Sometimes I wonder how many people in the world, at this very moment, are staring at an iPhone screen. Hundreds of millions, probably. But according to Apple, this daily ritual is numbered. In a moment of surprising candor, Eddy Cue (right arm of Tim Cook and Apple Services Manager) he just admitted that the future of the iPhone may be shorter than we think.
“You may not need an iPhone in 10 years,” he said, adding that artificial intelligence is creating opportunities for entirely new experiences. I think he is absolutely right.
The announced decline of an icon
Cue's statement is a bolt from the blue. Not so much for the content (those who work in technology know that no device is eternal) but for the source. When one of Apple's top executives publicly admits that the product that generates half of the company's revenue could disappear, the issue becomes serious. Probably even Steve Jobs he would have strangled himself with his iconic black turtleneck upon hearing these words.
But this is not an isolated case. From Apple, increasingly clear signals are coming of a change of strategy. As they say in jargon: when the wind changes, some build walls, others windmills. And Apple is building windmills that will erase the future of the iPhone.
Tim Cook has never made a secret of his obsession with augmented reality. According to inside sources, it is “the only thing he is really focusing his time on from a product development standpoint.” An obsession that would push him to want to beat Meta in the race for smart glasses. Will he succeed?

What happens in the “post-iPhone” future?
The recipe for replacing the most iconic device of the century is complex. Apple is working on two fronts: a new VisionPro lighter and cheaper (the first, I take the responsibility of saying it, He has failed), and real AR glasses. The goal? To create wearable devices that project digital content into the real world, with a less invasive experience than the iPhone.
It's not just Apple that thinks beyond the smartphone. Jony Ive, the former design guru who shaped the aesthetics of the iPhone, has long been working with OpenAI to a mysterious device. Rumors speak of a “screenless phone” (but not a phone) based entirely on artificial intelligence, described as “a less socially all-encompassing computing experience.” Maybe.
An inevitable evolution
The prospect of a future without the iPhone seems absurd today, and will surely appall some die-hard fanboys. But let's remember that Apple has already “killed” its most profitable products intentionally in the past. Cue cited the iPod as an example, calling the decision to kill it when the iPhone made it redundant “the best thing we've done.”

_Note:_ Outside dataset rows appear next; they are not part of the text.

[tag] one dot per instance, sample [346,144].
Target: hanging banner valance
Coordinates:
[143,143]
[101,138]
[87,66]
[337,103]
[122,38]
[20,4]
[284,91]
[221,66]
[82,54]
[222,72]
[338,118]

Because in the end, this is precisely the characteristic that distinguishes Apple: the ability to look beyond the current successes. Other companies desperately cling to their flagship products, in Cupertino they are already planning their extinction.
For us consumers, the prospect of abandoning the iPhone for AR glasses or AI devices is pure madness right now. But who, in 2007, could he have imagined how profoundly smartphones would transform our lives?